🤖 AI Summary
This work addresses the challenge of automatically translating multi-step mathematical proofs from natural language into formal languages by proposing ToMap, a multi-agent framework. ToMap employs a decomposer-formalizer-prover pipeline and identifies the decomposer as the critical bottleneck, innovatively concentrating test-time computation on its iterative refinement. By integrating formal verification feedback, semantic proof scoring, and a GEPA-inspired Pareto-front guidance mechanism, the framework jointly enhances syntactic correctness and semantic fidelity. Evaluated on ProofFlowBench, ToMap outperforms the previous state-of-the-art method by 19.0%, with most performance gains achieved within just a few iterations while simultaneously reducing overall test-time computational overhead.
📝 Abstract
Full-proof autoformalization bridges extensive mathematical proofs in natural language with formally validated reasoning, offering a pathway to elevate the ceiling of verifiable mathematical reasoning. Unlike statement-level formalization, proof autoformalization is a long-horizon challenge requiring coordination of claims, contexts, and dependencies across many proof steps, yet has only recently come under focused study. Current approaches either rely on costly model training or apply excessive, unguided repair at inference time. To this end, we introduce ToMap, a multi-agent framework that structures proof autoformalization as a Decomposer-Formalizer-Prover pipeline with efficient test-time optimization guided by formal verification and semantic rubrics for proof quality. Rather than distributing test-time compute across all agents, we perform bottleneck analysis and identify the Decomposer as the critical bottleneck: the quality of its atomic, self-contained proof units directly determines whether downstream agents can successfully formalize and prove each step.

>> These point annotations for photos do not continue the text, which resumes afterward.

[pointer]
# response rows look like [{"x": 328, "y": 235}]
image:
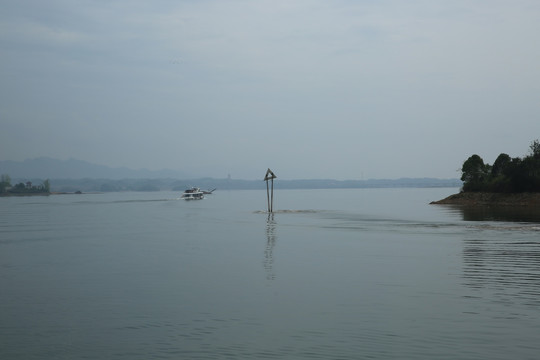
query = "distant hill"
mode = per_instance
[
  {"x": 76, "y": 175},
  {"x": 48, "y": 168}
]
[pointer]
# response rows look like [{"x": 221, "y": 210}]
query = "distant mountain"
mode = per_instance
[{"x": 48, "y": 168}]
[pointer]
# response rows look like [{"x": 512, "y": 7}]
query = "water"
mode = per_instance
[{"x": 332, "y": 274}]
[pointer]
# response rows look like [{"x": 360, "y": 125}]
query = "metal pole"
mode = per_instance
[
  {"x": 272, "y": 202},
  {"x": 268, "y": 197}
]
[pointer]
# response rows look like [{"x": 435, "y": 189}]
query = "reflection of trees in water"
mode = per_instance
[
  {"x": 499, "y": 213},
  {"x": 270, "y": 243},
  {"x": 509, "y": 265}
]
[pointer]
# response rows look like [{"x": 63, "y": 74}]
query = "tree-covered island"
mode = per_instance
[
  {"x": 6, "y": 189},
  {"x": 509, "y": 181}
]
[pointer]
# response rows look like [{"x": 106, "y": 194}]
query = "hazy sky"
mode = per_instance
[{"x": 312, "y": 89}]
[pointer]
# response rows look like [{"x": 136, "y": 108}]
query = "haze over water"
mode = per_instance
[{"x": 332, "y": 274}]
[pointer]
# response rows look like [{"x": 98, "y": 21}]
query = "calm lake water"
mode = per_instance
[{"x": 332, "y": 274}]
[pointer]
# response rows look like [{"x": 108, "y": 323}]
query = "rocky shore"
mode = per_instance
[{"x": 491, "y": 199}]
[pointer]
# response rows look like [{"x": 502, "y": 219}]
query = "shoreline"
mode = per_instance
[{"x": 491, "y": 199}]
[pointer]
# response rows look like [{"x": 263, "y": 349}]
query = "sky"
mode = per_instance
[{"x": 339, "y": 89}]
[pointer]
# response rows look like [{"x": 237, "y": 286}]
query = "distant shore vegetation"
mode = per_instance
[
  {"x": 506, "y": 175},
  {"x": 23, "y": 188}
]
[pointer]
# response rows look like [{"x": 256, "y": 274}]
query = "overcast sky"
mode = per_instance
[{"x": 312, "y": 89}]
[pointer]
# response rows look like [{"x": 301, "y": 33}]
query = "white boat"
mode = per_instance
[{"x": 193, "y": 194}]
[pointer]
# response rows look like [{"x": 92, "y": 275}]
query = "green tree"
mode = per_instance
[
  {"x": 5, "y": 182},
  {"x": 474, "y": 173}
]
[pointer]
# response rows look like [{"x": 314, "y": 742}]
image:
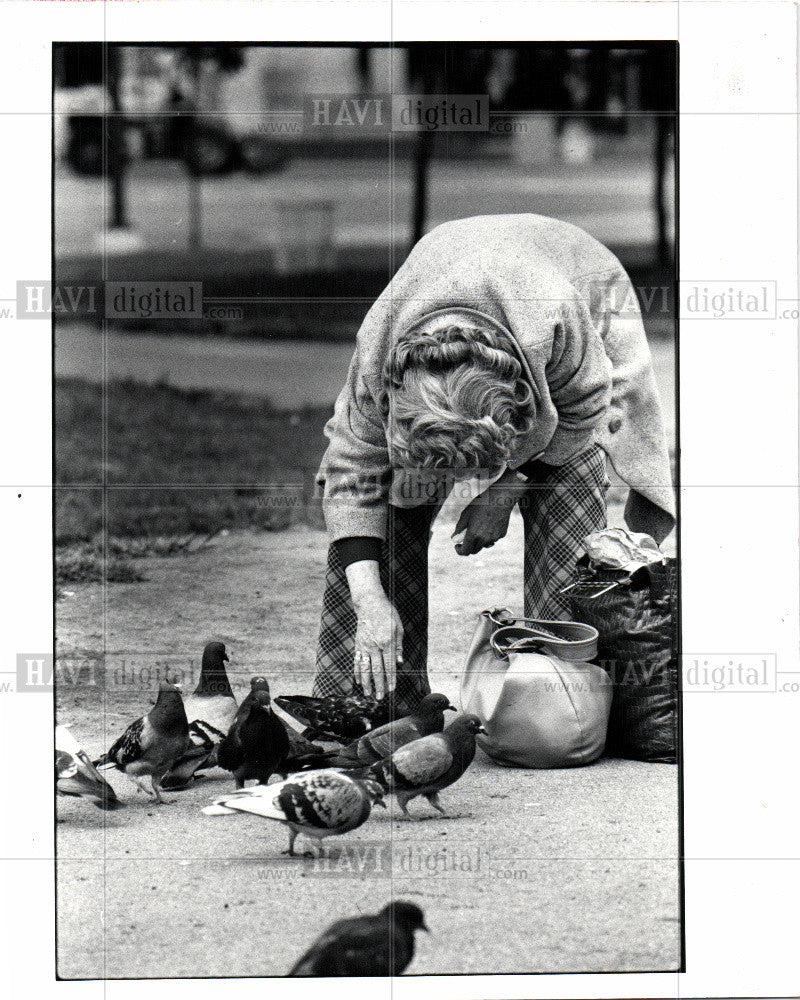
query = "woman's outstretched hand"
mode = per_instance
[
  {"x": 484, "y": 520},
  {"x": 379, "y": 634}
]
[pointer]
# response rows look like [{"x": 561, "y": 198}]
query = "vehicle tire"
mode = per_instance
[
  {"x": 85, "y": 145},
  {"x": 260, "y": 156},
  {"x": 209, "y": 151}
]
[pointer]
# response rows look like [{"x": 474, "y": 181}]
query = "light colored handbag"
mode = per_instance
[{"x": 541, "y": 702}]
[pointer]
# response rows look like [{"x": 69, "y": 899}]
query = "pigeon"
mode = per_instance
[
  {"x": 210, "y": 711},
  {"x": 77, "y": 776},
  {"x": 302, "y": 754},
  {"x": 318, "y": 804},
  {"x": 427, "y": 765},
  {"x": 341, "y": 718},
  {"x": 257, "y": 743},
  {"x": 377, "y": 945},
  {"x": 382, "y": 742},
  {"x": 152, "y": 744}
]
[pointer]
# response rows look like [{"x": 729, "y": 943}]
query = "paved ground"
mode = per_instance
[{"x": 557, "y": 871}]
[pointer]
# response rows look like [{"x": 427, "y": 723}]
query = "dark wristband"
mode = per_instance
[
  {"x": 358, "y": 548},
  {"x": 535, "y": 471}
]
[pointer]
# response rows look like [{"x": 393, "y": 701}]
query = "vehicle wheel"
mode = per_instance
[
  {"x": 209, "y": 151},
  {"x": 85, "y": 146},
  {"x": 260, "y": 156}
]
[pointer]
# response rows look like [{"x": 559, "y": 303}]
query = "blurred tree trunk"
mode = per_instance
[
  {"x": 422, "y": 157},
  {"x": 195, "y": 188},
  {"x": 117, "y": 153},
  {"x": 661, "y": 196}
]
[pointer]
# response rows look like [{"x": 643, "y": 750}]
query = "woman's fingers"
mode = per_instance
[
  {"x": 360, "y": 667},
  {"x": 378, "y": 673}
]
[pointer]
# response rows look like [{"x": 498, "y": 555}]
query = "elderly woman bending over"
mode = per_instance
[{"x": 509, "y": 350}]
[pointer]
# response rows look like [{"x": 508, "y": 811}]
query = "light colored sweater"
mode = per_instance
[{"x": 570, "y": 309}]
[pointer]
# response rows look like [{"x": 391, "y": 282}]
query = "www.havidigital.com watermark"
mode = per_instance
[
  {"x": 388, "y": 860},
  {"x": 397, "y": 112},
  {"x": 123, "y": 300},
  {"x": 137, "y": 672},
  {"x": 732, "y": 673}
]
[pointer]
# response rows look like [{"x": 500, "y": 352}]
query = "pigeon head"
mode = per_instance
[
  {"x": 433, "y": 703},
  {"x": 213, "y": 676},
  {"x": 375, "y": 793},
  {"x": 215, "y": 652},
  {"x": 169, "y": 708},
  {"x": 466, "y": 724},
  {"x": 261, "y": 698},
  {"x": 408, "y": 915}
]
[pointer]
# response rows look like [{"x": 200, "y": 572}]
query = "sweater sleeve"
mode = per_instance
[
  {"x": 632, "y": 433},
  {"x": 579, "y": 381},
  {"x": 355, "y": 473}
]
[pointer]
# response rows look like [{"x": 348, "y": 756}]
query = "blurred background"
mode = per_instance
[{"x": 197, "y": 163}]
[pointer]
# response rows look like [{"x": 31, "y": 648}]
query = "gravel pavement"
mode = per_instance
[{"x": 535, "y": 871}]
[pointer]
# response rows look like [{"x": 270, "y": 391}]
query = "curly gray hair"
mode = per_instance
[{"x": 455, "y": 398}]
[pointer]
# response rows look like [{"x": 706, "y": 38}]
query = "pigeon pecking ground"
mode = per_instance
[{"x": 571, "y": 870}]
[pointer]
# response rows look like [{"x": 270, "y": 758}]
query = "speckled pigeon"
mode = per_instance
[
  {"x": 77, "y": 776},
  {"x": 317, "y": 803},
  {"x": 427, "y": 765},
  {"x": 377, "y": 945},
  {"x": 152, "y": 744},
  {"x": 383, "y": 741}
]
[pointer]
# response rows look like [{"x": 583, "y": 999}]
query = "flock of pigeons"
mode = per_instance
[{"x": 322, "y": 793}]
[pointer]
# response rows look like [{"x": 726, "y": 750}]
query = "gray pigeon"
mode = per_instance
[
  {"x": 152, "y": 744},
  {"x": 427, "y": 765},
  {"x": 210, "y": 710},
  {"x": 377, "y": 945},
  {"x": 317, "y": 803},
  {"x": 382, "y": 742}
]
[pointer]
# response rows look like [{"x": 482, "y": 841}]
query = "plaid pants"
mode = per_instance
[{"x": 561, "y": 507}]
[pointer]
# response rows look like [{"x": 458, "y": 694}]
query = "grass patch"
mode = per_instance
[{"x": 179, "y": 464}]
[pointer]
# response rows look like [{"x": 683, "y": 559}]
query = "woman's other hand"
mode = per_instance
[
  {"x": 379, "y": 633},
  {"x": 644, "y": 516},
  {"x": 484, "y": 520}
]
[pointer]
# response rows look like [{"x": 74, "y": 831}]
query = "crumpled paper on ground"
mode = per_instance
[{"x": 617, "y": 548}]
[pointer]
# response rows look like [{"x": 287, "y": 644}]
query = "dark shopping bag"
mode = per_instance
[{"x": 636, "y": 616}]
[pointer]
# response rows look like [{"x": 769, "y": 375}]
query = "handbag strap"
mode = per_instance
[{"x": 566, "y": 640}]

ToMap therefore treats the Formalizer and Prover as downstream executors and efficiently focuses test-time compute on Decomposer refinement. This refinement follows a loop inspired by GEPA, evolving prompts over candidate decompositions and using formal verification progress together with semantic proof rubrics to define a Pareto frontier that guides the next decomposition update. Experiments on ProofFlowBench show that ToMap improves over the best previous method by 19.0% when evaluated by both syntactic correctness and semantic faithfulness, while requiring lower test-time cost. Scaling analysis shows that most gains emerge within a few iterations of decomposition evolution, guiding test-time budget selection.